The White House is deep in negotiations with the GOP over those and other year-end issues, and less focused on the recommendations of its fiscal commission. On Friday, Obama, who was speaking to troops in Afghanistan, issued a statement praising the commission's work and vowing to consider its recommendations when shaping his next budget request in February.
"Overall, my goal is to build on the steps we've already taken to reduce our deficit," Obama said. "I don't doubt our ability to meet this challenge, but our success depends on our willingness to engage in the kind of honest conversation and cooperation that hasn't always happened in Washington."
As Treasury Secretary Timothy F. Geithner and White House budget director Jack Lew made plans to review the deficit-reduction package with commission members, an enthusiasm divide was already evident - less between the two parties than between the House and Senate.
In the Senate, a growing number of lawmakers in both parties urged the administration not to let the commission's work fade away. Fourteen Democratic senators sent a letter to Obama and top congressional leaders praising the deficit plan and demanding "prompt action" to reduce deficits - a call echoed by several senior Republicans, including Senate Minority Leader Mitch McConnell (Ky.).
"Historically, divided government has provided great opportunity to tackle the country's biggest problems on a truly bipartisan basis," McConnell said in a statement, referring to the shift in power that will put Republicans in control of the House in January and Democrats in control of the Senate and the White House. "It is my hope that this effort will serve as a catalyst for achieving the spending and entitlement reform that our country so desperately needs."
But House leaders were markedly less enthusiastic. All three House Republicans on the fiscal commission voted against sending its final report to Congress for a vote, including Rep. Paul D. Ryan (Wis.), a champion of deficit reduction. Ryan did, however, say he would incorporate elements of the plan into next year's budget blueprint.

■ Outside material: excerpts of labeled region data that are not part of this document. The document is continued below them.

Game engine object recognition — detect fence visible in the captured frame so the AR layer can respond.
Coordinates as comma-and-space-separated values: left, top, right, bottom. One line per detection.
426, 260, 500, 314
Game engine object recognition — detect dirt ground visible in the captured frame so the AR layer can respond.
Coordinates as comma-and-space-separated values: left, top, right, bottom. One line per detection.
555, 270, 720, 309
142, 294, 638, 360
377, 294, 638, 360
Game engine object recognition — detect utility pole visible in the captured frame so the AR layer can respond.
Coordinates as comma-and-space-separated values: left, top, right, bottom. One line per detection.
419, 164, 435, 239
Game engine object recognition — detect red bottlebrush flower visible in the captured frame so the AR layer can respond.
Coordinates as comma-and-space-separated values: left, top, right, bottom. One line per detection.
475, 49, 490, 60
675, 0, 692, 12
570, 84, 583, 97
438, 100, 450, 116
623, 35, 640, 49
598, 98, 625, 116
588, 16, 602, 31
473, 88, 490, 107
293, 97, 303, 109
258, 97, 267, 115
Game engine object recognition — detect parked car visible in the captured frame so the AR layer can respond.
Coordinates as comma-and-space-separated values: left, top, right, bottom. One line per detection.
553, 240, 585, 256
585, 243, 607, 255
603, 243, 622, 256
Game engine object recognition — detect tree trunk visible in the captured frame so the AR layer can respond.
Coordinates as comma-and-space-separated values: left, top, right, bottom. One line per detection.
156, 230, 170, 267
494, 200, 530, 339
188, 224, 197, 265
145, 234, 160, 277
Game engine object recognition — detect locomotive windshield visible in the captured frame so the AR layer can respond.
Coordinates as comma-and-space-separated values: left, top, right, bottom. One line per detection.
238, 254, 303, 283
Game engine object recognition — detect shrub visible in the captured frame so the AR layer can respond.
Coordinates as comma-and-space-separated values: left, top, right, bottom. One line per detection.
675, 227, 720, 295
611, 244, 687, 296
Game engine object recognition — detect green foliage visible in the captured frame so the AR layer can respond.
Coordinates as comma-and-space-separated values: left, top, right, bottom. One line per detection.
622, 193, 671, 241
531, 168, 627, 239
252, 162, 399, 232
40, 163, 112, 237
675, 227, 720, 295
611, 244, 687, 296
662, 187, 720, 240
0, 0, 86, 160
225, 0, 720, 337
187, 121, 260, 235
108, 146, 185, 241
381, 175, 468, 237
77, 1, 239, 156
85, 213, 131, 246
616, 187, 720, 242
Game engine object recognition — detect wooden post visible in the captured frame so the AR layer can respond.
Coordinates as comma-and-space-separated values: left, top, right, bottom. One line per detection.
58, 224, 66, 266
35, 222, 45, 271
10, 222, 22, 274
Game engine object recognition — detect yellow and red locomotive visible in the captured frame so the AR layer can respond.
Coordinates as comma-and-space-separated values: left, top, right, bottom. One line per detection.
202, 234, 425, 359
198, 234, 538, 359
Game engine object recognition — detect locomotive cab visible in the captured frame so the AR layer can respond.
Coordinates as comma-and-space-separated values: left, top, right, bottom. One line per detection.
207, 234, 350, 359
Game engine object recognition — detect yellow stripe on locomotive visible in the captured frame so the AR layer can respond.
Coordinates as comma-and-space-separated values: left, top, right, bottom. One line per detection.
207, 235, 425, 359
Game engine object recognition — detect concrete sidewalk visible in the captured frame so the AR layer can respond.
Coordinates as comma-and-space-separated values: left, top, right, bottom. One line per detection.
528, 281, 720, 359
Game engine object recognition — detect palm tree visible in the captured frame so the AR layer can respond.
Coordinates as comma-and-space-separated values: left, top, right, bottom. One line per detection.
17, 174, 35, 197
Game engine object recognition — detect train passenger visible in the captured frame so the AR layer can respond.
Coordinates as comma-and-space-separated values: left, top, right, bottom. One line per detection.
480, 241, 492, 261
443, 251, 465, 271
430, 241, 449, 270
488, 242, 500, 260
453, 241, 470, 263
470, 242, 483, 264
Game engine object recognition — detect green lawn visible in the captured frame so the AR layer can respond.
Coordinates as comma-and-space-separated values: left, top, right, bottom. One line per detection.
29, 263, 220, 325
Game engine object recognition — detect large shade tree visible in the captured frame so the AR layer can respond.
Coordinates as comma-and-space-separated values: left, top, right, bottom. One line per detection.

House Speaker Nancy Pelosi (D-Calif.) was even less effusive. Pelosi, who dismissed an earlier version of the commission's blueprint as unacceptable because of proposed cuts to the social safety net, refused to respond Friday when reporters asked for her reaction.
While the fiscal commission concluded its work, the Senate was preparing for a rare Saturday session to vote on the Bush tax cuts. Democrats plan to consider two measures, one that would raise taxes on annual household income above $250,000, and a second that would raise the threshold to $1 million.
Neither is expected to win the 60 votes needed to overcome a GOP filibuster. But Democrats hope to coax at least a few Republican defections, while signaling to voters that the party is serious about tackling the federal deficit by letting the tax cuts that benefit the wealthiest households expire.
If the votes fall short, Democrats face the prospect of accepting a compromise on taxes, developing between the White House and the GOP, that would extend all the Bush-era tax cuts for at least two years.
In return, Obama wants Republicans to support a vote to ratify the New START nuclear arms control treaty before the Senate adjourns for Christmas.
Extending all the expiring tax cuts is projected to deprive the Treasury of more than $300 billion next year. Durbin said the tax debate has been disorienting alongside his work on the fiscal commission.
"That is an indication of the great distance between [the commission] hearing room and the Capitol Building," he said Friday. "We can sit here and deal honestly with what needs to be done, while just a few hundred feet away, there's this surreal conversation that somehow tax cuts don't count."